Magel’s Daughter

| November 20, 2014


Magel's Daughter


“Everyone in the Olina family, living and dead, knows that Magel keeps human body parts in her freezer.”

From the beginning of the novel, the provocative story defies the Minnesota-nice stereotype while inhabiting the territory of Fargo, the movie and mini-series, in all its darkly humorous glory. Magel’s Daughter highlights the deadly manipulation of matriarchal power within a Norwegian family in northern Minnesota, a chilly world of hallucination, incest, and severed heads. It is wickedly funny with a touch of magical realism.

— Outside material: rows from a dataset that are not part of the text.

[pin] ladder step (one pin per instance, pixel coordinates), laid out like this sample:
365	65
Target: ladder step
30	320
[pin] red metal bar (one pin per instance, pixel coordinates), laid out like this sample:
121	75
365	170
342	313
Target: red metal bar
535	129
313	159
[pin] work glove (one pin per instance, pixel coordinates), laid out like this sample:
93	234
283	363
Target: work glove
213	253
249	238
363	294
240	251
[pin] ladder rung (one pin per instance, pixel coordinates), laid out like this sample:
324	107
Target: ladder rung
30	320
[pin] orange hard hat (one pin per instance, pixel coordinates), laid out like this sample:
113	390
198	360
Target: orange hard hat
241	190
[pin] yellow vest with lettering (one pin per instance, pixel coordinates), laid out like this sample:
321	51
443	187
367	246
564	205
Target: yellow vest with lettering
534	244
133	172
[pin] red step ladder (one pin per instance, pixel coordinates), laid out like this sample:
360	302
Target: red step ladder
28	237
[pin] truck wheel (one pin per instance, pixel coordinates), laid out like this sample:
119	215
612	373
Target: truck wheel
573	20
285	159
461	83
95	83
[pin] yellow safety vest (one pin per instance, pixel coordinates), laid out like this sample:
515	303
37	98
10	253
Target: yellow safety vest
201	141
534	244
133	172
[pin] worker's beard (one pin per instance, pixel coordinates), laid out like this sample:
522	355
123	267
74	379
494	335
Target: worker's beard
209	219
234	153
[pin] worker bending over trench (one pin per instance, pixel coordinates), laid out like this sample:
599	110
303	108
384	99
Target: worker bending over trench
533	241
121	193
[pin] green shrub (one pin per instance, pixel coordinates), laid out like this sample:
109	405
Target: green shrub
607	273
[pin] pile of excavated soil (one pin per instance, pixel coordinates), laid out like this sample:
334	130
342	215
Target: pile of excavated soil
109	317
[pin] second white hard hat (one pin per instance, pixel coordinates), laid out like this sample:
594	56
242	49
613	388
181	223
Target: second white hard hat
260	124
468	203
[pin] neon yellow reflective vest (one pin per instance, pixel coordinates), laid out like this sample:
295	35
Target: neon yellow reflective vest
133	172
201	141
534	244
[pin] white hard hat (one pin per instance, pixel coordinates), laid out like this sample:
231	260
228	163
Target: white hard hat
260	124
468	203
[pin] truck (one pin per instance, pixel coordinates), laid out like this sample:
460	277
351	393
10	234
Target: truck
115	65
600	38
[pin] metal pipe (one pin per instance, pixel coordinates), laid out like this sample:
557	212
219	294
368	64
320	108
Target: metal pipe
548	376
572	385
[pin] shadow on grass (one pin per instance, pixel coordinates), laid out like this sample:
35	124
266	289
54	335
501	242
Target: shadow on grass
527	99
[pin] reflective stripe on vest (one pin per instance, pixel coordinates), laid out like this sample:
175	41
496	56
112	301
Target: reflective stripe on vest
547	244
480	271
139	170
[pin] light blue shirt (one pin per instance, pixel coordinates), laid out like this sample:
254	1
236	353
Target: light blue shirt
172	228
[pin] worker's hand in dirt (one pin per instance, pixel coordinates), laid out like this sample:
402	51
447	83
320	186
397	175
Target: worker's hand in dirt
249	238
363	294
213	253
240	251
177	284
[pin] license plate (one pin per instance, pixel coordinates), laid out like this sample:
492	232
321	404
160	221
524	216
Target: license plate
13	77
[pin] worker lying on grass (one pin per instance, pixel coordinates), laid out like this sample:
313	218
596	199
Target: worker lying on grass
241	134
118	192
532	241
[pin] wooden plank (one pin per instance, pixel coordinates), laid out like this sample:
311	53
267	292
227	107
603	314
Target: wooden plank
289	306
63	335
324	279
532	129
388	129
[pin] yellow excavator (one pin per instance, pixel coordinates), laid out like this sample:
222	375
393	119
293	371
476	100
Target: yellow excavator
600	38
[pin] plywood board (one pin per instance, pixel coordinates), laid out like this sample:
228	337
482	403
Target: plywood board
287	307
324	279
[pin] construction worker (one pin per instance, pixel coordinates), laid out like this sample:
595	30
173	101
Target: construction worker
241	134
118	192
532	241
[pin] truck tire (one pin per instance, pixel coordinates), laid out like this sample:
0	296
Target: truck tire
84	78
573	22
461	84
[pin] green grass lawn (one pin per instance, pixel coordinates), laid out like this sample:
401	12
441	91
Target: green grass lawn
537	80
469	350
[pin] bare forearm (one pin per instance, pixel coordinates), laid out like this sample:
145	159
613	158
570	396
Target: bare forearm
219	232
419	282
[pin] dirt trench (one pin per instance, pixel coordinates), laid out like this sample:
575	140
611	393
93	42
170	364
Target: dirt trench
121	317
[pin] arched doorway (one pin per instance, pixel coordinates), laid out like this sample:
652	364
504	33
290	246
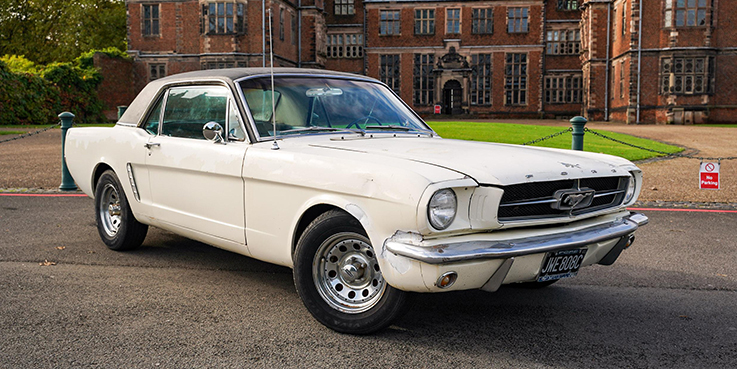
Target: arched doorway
452	97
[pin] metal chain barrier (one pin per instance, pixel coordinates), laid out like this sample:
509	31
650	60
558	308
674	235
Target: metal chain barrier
570	129
657	151
29	134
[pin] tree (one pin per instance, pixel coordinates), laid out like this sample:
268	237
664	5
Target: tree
47	31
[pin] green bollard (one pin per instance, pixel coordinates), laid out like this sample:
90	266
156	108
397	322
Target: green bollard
577	142
67	182
121	110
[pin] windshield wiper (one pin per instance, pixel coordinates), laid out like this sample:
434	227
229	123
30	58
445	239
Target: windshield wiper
313	129
394	127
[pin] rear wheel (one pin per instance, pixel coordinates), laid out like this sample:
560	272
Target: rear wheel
117	226
338	278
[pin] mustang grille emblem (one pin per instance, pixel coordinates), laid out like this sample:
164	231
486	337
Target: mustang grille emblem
573	199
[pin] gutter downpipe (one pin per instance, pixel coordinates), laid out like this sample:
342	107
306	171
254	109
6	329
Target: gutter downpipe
608	62
639	63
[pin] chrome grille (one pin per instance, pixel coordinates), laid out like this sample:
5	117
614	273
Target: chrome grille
537	200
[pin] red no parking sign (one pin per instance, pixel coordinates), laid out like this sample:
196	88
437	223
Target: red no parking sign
709	176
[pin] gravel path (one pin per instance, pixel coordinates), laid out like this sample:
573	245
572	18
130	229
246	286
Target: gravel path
34	162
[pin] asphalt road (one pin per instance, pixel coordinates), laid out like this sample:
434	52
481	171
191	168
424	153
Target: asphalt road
669	301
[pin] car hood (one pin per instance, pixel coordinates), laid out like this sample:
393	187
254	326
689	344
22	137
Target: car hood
488	163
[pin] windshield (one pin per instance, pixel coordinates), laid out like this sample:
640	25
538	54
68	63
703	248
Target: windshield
307	105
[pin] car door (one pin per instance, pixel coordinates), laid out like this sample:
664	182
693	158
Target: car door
196	184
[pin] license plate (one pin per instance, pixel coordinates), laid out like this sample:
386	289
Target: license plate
561	264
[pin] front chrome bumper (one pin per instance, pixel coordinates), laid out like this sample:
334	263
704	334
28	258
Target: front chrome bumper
477	250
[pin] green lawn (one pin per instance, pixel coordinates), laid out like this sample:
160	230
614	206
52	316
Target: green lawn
11	132
520	133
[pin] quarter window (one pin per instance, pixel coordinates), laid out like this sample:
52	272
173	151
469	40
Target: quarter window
685	13
389	22
517	19
483	21
151	20
515	84
188	109
425	21
453	21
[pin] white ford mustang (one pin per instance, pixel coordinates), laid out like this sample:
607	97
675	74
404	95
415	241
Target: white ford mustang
331	174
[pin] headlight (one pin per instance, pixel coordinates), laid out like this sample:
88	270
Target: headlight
630	189
442	209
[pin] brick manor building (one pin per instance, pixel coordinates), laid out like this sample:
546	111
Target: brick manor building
500	58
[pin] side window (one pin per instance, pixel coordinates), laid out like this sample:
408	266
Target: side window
152	123
188	109
235	125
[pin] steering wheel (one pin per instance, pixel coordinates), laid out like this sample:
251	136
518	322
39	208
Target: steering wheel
366	118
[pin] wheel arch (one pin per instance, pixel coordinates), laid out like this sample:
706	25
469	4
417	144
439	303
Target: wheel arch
307	217
97	173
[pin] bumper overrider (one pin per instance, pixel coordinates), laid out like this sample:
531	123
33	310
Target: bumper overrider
514	259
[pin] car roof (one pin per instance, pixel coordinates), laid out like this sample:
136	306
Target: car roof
134	113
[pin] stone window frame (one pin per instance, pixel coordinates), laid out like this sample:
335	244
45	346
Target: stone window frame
558	41
344	7
427	19
568	5
156	71
347	45
487	19
423	93
390	25
211	22
701	9
563	88
481	81
518	19
153	23
702	68
390	71
516	78
454	23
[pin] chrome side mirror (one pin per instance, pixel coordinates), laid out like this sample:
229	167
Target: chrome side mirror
213	131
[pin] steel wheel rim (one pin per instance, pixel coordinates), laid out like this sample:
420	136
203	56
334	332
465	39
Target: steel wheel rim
110	211
346	273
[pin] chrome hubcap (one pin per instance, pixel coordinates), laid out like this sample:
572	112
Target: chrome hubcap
110	210
347	274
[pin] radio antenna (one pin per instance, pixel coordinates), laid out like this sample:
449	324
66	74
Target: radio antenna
274	146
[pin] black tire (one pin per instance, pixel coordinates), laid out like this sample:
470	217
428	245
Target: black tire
117	226
334	251
534	285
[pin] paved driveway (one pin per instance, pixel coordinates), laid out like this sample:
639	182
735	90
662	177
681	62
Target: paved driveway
669	301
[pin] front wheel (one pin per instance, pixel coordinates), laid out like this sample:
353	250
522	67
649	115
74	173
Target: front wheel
118	228
338	278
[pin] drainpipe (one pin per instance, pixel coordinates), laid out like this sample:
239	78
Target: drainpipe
639	63
608	62
365	41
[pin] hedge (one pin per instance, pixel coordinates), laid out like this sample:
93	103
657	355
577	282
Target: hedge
31	94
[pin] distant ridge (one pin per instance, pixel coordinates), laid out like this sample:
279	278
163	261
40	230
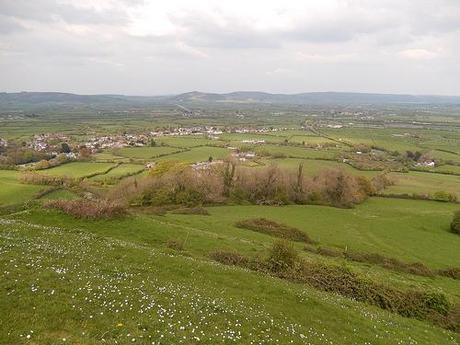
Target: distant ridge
314	98
8	100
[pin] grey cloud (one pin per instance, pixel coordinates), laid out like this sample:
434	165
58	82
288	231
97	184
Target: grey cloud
51	10
10	25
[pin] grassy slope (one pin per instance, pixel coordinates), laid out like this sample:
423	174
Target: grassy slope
12	191
120	171
66	284
78	169
198	154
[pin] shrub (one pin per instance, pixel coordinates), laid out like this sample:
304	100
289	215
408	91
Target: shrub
275	229
191	210
452	272
83	208
282	256
284	263
455	225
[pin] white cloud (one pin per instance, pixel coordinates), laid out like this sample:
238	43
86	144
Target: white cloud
418	54
304	45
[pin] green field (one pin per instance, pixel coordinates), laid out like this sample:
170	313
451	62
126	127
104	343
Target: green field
198	154
88	289
296	151
111	276
310	140
12	191
145	152
122	170
315	166
185	141
423	183
60	194
78	169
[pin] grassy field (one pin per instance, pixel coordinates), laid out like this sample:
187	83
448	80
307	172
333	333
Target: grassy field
122	170
423	183
78	169
198	154
296	151
145	152
314	166
60	194
310	140
114	281
185	141
12	191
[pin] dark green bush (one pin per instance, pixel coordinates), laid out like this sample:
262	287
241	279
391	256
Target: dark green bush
455	225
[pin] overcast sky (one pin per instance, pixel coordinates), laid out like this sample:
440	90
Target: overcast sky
156	47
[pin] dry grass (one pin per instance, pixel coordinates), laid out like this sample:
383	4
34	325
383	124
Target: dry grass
88	209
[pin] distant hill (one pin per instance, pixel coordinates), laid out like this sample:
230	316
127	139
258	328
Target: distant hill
314	98
25	99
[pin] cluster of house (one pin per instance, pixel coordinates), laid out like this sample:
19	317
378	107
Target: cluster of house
47	141
195	130
205	165
253	141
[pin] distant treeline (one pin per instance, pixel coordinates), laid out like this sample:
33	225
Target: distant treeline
175	184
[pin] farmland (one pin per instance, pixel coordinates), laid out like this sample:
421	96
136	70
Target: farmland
135	235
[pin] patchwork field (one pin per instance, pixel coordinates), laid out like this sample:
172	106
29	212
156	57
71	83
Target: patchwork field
194	256
12	191
145	152
314	166
423	183
78	169
198	154
122	170
295	151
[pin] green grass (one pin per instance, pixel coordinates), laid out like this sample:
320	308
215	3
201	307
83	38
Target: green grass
185	141
423	183
78	169
12	191
109	156
239	137
60	194
313	166
60	285
198	154
310	140
145	152
122	170
296	151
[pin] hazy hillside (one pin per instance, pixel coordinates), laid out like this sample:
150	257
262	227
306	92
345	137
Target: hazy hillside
15	100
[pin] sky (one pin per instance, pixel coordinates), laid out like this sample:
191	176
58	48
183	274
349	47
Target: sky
157	47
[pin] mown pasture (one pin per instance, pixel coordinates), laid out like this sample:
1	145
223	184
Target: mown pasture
145	152
78	169
198	154
421	183
90	289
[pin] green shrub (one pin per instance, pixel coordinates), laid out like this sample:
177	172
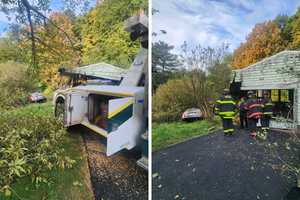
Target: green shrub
30	144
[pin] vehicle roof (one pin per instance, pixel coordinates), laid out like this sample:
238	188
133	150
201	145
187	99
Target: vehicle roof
110	89
101	70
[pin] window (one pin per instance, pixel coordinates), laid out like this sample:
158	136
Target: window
275	95
284	95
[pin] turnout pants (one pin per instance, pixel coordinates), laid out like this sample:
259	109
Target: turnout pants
243	120
252	123
227	126
265	122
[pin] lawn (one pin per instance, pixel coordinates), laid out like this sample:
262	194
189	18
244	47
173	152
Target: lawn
166	134
70	183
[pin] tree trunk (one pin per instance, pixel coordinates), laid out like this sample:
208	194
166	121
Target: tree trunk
33	47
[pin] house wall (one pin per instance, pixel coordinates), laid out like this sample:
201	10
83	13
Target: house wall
271	73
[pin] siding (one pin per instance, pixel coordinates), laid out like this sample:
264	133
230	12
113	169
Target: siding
271	73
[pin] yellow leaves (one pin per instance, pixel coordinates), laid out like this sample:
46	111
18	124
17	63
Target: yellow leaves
264	40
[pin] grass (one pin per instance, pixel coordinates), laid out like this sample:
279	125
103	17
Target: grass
63	184
166	134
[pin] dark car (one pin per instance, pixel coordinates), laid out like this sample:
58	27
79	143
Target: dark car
37	97
192	114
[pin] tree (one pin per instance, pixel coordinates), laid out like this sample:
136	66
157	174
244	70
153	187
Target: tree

On the surface, it is an episodic blitz through the last days of Karin Brix’s sanity. By the end, Karin has lost it, and it’s all her mother’s fault. Magel is a classic femme fatale who has grown old and spoiled everyone’s lives just like her mother, and her mother’s mother. Magel is the reigning matriarch, and Karin is on her way to becoming just like her, though struggling to reclaim herself as an artist after years of raising two sons in an unsatisfying marriage. Karin is assisted in her endeavors by lively hallucinations of her ancestors. And during Karin’s struggles, her father’s glass eye weaves through her imagination as the only sound counsel amid the chaos.

This is a work of unbridled inventiveness and rare insight that takes the reader on an unexpected joy ride through uncharted waters. Buckle up! And prepare to be astonished.